Methods – The study was implemented in six rural counties. Inclusion/exclusion criteria included: age (18 to 24); non college graduates; and having smoked at least 1 cigarette in the past month. Recruitment was conducted by six tobacco cessation counselors at recruitment booths set up at local businesses or through street outreach. A convenience sample of 192 clients was recruited and block randomized to one of two conditions: (1) referral to a national tobacco cessation Quitline (N=90) or (2) direct cessation intervention provided by the counselor (N=102). Participants completed the “Panel Tobacco User Survey”, a commonly utilized assessment of tobacco use practices and were followed 3 months post baseline. Tobacco use status was validated through random saliva testing at the 3-month follow-up.

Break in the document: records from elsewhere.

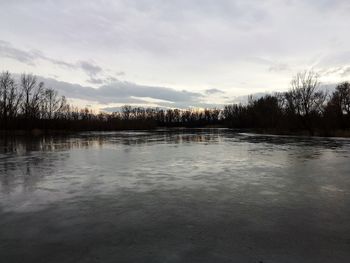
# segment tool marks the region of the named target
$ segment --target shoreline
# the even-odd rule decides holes
[[[244,129],[244,128],[229,128],[224,126],[209,126],[209,127],[154,127],[151,129],[118,129],[118,130],[0,130],[0,136],[42,136],[42,135],[70,135],[82,132],[123,132],[123,131],[180,131],[180,130],[216,130],[226,129],[235,133],[248,133],[257,135],[275,135],[275,136],[295,136],[295,137],[326,137],[326,138],[350,138],[350,130],[315,130],[313,135],[306,130],[286,131],[277,129]]]

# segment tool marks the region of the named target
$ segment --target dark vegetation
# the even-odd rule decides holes
[[[2,130],[123,130],[156,127],[229,127],[272,133],[334,135],[350,128],[350,84],[332,94],[319,89],[313,72],[297,74],[289,91],[248,99],[247,105],[223,109],[180,110],[123,106],[121,111],[94,114],[69,105],[57,91],[33,75],[18,82],[9,72],[0,75]],[[339,134],[339,133],[337,133]]]

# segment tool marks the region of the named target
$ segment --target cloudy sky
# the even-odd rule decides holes
[[[349,0],[0,0],[0,70],[79,105],[206,107],[350,80]]]

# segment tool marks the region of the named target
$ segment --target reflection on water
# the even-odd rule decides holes
[[[287,262],[288,251],[303,262],[313,249],[323,251],[319,259],[339,250],[344,260],[350,251],[349,157],[346,139],[226,129],[1,138],[0,256],[34,251],[29,258],[36,262],[48,243],[83,235],[109,240],[93,248],[83,242],[104,259],[97,262],[164,262],[161,251],[169,255],[174,246],[174,262],[205,261],[198,255],[208,262],[225,255]],[[51,228],[58,232],[49,235]],[[12,241],[30,243],[45,233],[35,248],[12,253]],[[130,242],[147,253],[131,253]],[[101,256],[106,247],[108,258]],[[73,256],[69,251],[50,253],[63,262],[58,254]]]
[[[267,183],[271,185],[266,187],[283,188],[289,183],[301,188],[304,180],[310,187],[310,180],[317,178],[305,174],[310,169],[305,163],[319,177],[327,170],[347,167],[350,156],[345,139],[225,129],[6,137],[0,140],[0,153],[0,200],[9,210],[44,208],[43,203],[72,198],[86,188],[101,194],[117,188],[218,190]],[[336,163],[340,167],[334,167]],[[302,176],[293,174],[297,172]]]
[[[17,136],[0,137],[0,152],[25,153],[30,151],[59,151],[71,148],[89,148],[104,144],[185,144],[185,143],[220,143],[247,142],[252,144],[295,145],[337,149],[349,145],[349,139],[302,136],[257,135],[233,133],[228,129],[175,129],[153,132],[88,132],[74,135]]]

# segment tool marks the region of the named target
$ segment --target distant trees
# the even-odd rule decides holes
[[[350,127],[350,84],[339,84],[333,94],[320,90],[318,75],[298,73],[291,88],[254,100],[248,105],[227,105],[223,109],[226,125],[236,128],[274,129],[281,131],[316,130],[328,132]]]
[[[344,82],[336,87],[330,103],[334,104],[340,115],[350,114],[350,83]]]
[[[125,105],[113,113],[93,113],[69,105],[56,90],[31,74],[16,82],[0,74],[0,129],[121,130],[155,127],[231,127],[271,132],[330,131],[350,128],[350,84],[332,94],[319,88],[314,72],[298,73],[290,90],[225,105],[223,109],[160,109]]]
[[[226,105],[222,112],[226,125],[234,128],[275,128],[282,118],[282,108],[277,97],[267,95],[248,105]]]
[[[267,95],[258,100],[254,100],[249,105],[253,127],[276,128],[282,117],[282,108],[275,96]]]
[[[215,125],[219,123],[220,110],[180,110],[180,109],[159,109],[131,107],[125,105],[120,112],[114,112],[114,116],[119,116],[124,122],[131,121],[153,121],[156,126],[169,127],[194,127],[201,125]]]
[[[350,127],[350,84],[339,84],[325,107],[327,126],[346,129]]]
[[[250,128],[248,107],[241,104],[225,105],[222,112],[225,124],[231,128]]]

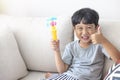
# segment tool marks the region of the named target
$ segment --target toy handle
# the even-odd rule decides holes
[[[51,27],[52,39],[57,40],[57,30],[55,26]]]

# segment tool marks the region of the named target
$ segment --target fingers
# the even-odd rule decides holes
[[[93,40],[92,40],[92,43],[93,43],[93,44],[97,44],[97,42],[96,42],[96,41],[93,41]]]
[[[93,44],[100,44],[103,40],[103,35],[101,32],[101,27],[97,28],[97,32],[91,35],[91,41]]]
[[[59,44],[59,40],[51,40],[51,44],[52,45],[58,45]]]
[[[59,40],[51,40],[51,47],[53,50],[59,50]]]
[[[95,34],[91,35],[91,41],[92,41],[93,44],[97,43],[96,42],[96,35]]]

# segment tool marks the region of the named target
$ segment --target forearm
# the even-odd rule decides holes
[[[61,58],[60,51],[55,53],[55,63],[59,73],[63,73],[67,70],[67,65],[63,62]]]
[[[102,45],[109,53],[110,57],[114,62],[117,62],[120,59],[120,52],[117,50],[117,48],[114,45],[111,44],[110,41],[104,38]]]

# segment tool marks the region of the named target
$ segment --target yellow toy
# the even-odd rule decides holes
[[[56,19],[57,18],[55,18],[55,17],[48,19],[48,21],[49,21],[48,25],[50,26],[53,40],[57,40]]]

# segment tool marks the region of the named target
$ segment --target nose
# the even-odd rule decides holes
[[[87,29],[83,29],[82,34],[86,35],[88,33]]]

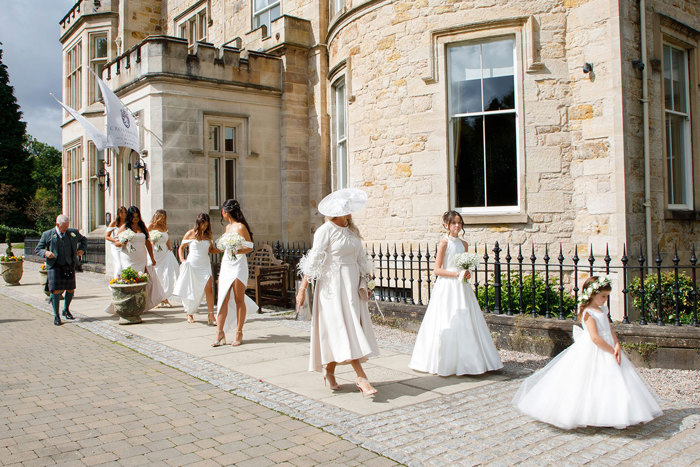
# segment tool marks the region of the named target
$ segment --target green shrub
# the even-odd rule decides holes
[[[0,238],[6,239],[7,235],[10,236],[11,242],[16,243],[23,242],[26,237],[38,237],[41,234],[34,229],[20,229],[17,227],[10,227],[9,225],[0,224]]]
[[[489,310],[493,311],[495,304],[496,291],[493,287],[494,276],[491,274],[489,277],[489,289],[488,289],[488,303]],[[479,292],[477,294],[477,299],[479,300],[479,306],[482,309],[486,305],[486,290],[484,288],[484,283],[479,284]],[[510,276],[510,286],[511,286],[511,308],[513,313],[518,313],[520,310],[520,280],[517,275],[511,274]],[[549,290],[545,288],[544,277],[540,273],[535,273],[535,310],[538,315],[545,316],[547,312],[546,301],[549,299],[549,313],[552,317],[559,316],[559,280],[553,277],[549,278]],[[532,275],[523,275],[523,309],[525,313],[532,313]],[[573,310],[576,306],[576,300],[572,293],[564,291],[564,316],[571,318],[573,316]],[[508,311],[508,281],[505,274],[501,274],[501,312],[506,313]]]
[[[661,320],[671,324],[676,321],[676,297],[673,294],[675,274],[664,272],[661,274]],[[693,281],[683,272],[678,274],[678,310],[681,324],[690,324],[693,319]],[[656,323],[659,317],[659,290],[656,274],[647,274],[644,278],[644,308],[648,323]],[[642,309],[642,281],[635,277],[629,285],[632,304],[637,310]]]

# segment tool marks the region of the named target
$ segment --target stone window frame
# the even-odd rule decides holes
[[[445,83],[441,87],[445,102],[445,148],[446,165],[448,171],[451,167],[451,141],[447,130],[450,116],[447,108],[447,49],[451,45],[497,39],[499,37],[512,37],[515,40],[515,104],[516,104],[516,147],[517,147],[517,182],[518,205],[517,209],[504,210],[499,208],[456,208],[454,206],[454,189],[448,180],[448,203],[451,209],[456,209],[467,224],[522,224],[526,223],[527,203],[525,184],[525,118],[524,118],[524,81],[526,73],[534,73],[540,70],[543,64],[540,62],[539,45],[537,41],[537,23],[531,16],[505,18],[496,21],[454,26],[445,29],[431,31],[429,74],[423,77],[428,85],[439,84],[443,77]],[[448,177],[452,177],[448,174]]]
[[[88,230],[93,230],[97,227],[105,225],[105,208],[104,208],[104,191],[98,186],[97,172],[100,170],[98,167],[98,160],[102,160],[102,169],[106,170],[105,157],[107,154],[107,149],[102,150],[102,159],[99,158],[100,151],[95,146],[92,141],[87,142],[87,153],[88,153],[88,212],[89,215],[89,228]],[[98,200],[102,198],[102,205],[100,206]],[[102,215],[102,223],[100,223],[100,215]]]
[[[80,230],[83,224],[83,138],[63,146],[64,193],[71,224]]]
[[[353,102],[352,97],[352,80],[350,72],[350,59],[341,60],[335,65],[327,76],[328,94],[330,99],[327,101],[327,112],[330,115],[330,137],[331,137],[331,189],[337,190],[347,188],[350,185],[350,138],[348,135],[348,116],[349,106]],[[342,141],[345,145],[345,184],[341,186],[338,179],[338,130],[336,128],[337,117],[337,99],[336,88],[338,83],[342,81],[345,88],[345,139]]]
[[[665,219],[686,219],[697,218],[697,213],[700,212],[700,147],[697,144],[700,141],[700,126],[697,122],[700,121],[700,98],[697,90],[700,87],[700,31],[689,28],[688,26],[675,21],[673,18],[663,14],[654,16],[654,56],[651,60],[651,66],[654,71],[659,71],[659,110],[658,117],[662,122],[664,131],[662,132],[662,154],[663,154],[663,209]],[[687,57],[688,67],[688,105],[690,116],[690,193],[688,206],[671,206],[669,205],[668,197],[668,165],[666,161],[666,123],[665,123],[665,105],[664,105],[664,70],[663,70],[663,47],[671,45],[676,48],[684,49]],[[656,68],[658,69],[656,69]]]
[[[333,19],[345,12],[345,0],[328,0],[328,18]]]
[[[64,98],[63,102],[74,110],[80,111],[82,102],[83,80],[83,41],[77,40],[64,54]],[[70,114],[65,112],[65,116]]]
[[[104,67],[109,58],[109,29],[99,31],[91,31],[88,33],[88,66],[98,76],[102,76],[100,66]],[[98,39],[104,38],[107,41],[107,50],[104,57],[95,57],[96,42]],[[88,105],[94,104],[102,99],[100,87],[92,73],[88,73]]]
[[[212,127],[219,128],[217,132],[218,148],[213,148],[210,143],[210,132],[209,129]],[[226,129],[232,128],[234,130],[233,138],[233,150],[228,151],[225,148],[225,135]],[[246,116],[233,116],[233,115],[205,115],[204,116],[204,132],[203,132],[204,142],[202,147],[204,148],[204,155],[207,159],[207,205],[209,206],[209,211],[217,211],[221,209],[221,205],[227,199],[227,197],[236,198],[238,196],[238,188],[240,181],[241,172],[241,159],[242,155],[248,154],[249,149],[249,137],[248,134],[248,118]],[[214,164],[212,166],[212,163]],[[211,202],[211,170],[212,167],[216,167],[216,194],[217,199],[215,203]],[[229,167],[233,171],[232,175],[232,189],[229,192],[227,188],[227,178],[226,171]]]
[[[283,2],[282,2],[282,0],[269,0],[269,2],[271,2],[271,3],[268,3],[265,7],[263,7],[263,8],[260,9],[260,10],[256,10],[256,9],[255,9],[255,1],[256,1],[256,0],[250,0],[250,25],[251,25],[251,29],[254,31],[254,30],[256,30],[256,29],[259,29],[259,28],[265,26],[265,27],[267,28],[267,31],[268,31],[268,34],[269,34],[269,31],[270,31],[270,24],[271,24],[273,21],[275,21],[277,18],[281,18],[282,15],[284,15],[284,11],[283,11],[283,9],[282,9],[282,3],[283,3]],[[279,16],[278,16],[277,18],[272,19],[272,18],[270,17],[270,15],[268,15],[268,20],[269,20],[269,21],[267,21],[267,22],[261,22],[261,23],[258,24],[257,26],[255,25],[256,19],[257,19],[258,17],[264,15],[265,13],[270,12],[270,11],[271,11],[273,8],[275,8],[276,6],[279,6],[279,9],[280,9],[280,14],[279,14]]]
[[[175,36],[187,40],[188,47],[193,47],[197,42],[207,42],[209,26],[212,24],[210,2],[200,0],[176,16],[174,23]],[[192,37],[193,31],[195,38]]]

Results - Overall 78% of the participants completed the 3 month follow-up and 16.3% quit smoking. A 2X2 chi-square test was conducted in which the first factor was condition assignment and the second factor was 3 month smoking status (no tobacco use in the past 30 days vs. any tobacco use). The results found that 20.7% of the tobacco users in the direct intervention condition quit compared to 10.2% in the Quitline (chi-square=2.8, df=1, p=.09). A logistic regression analysis found that condition assignment was the strongest predictor of quitting and that participants in the direct intervention condition were statistically (p=.03) more likely to quit after controlling for other factors.
Implications – Assertive intervention is an effective social work practice designed to assist non treatment seeking tobacco users to enroll in commonly utilized tobacco cessation services. Further, randomization to direct intervention resulted in slightly more than a 100% increase in quit rates than referral to the national tobacco cessation Quitline. These results are even more encouraging when compared to the estimated 5% of adults who quit without formal intervention. Application of assertive intervention to specific populations could be an important social work intervention protocol designed to reach the highest proportion of tobacco users, especially those with lower incomes and education to quit smoking.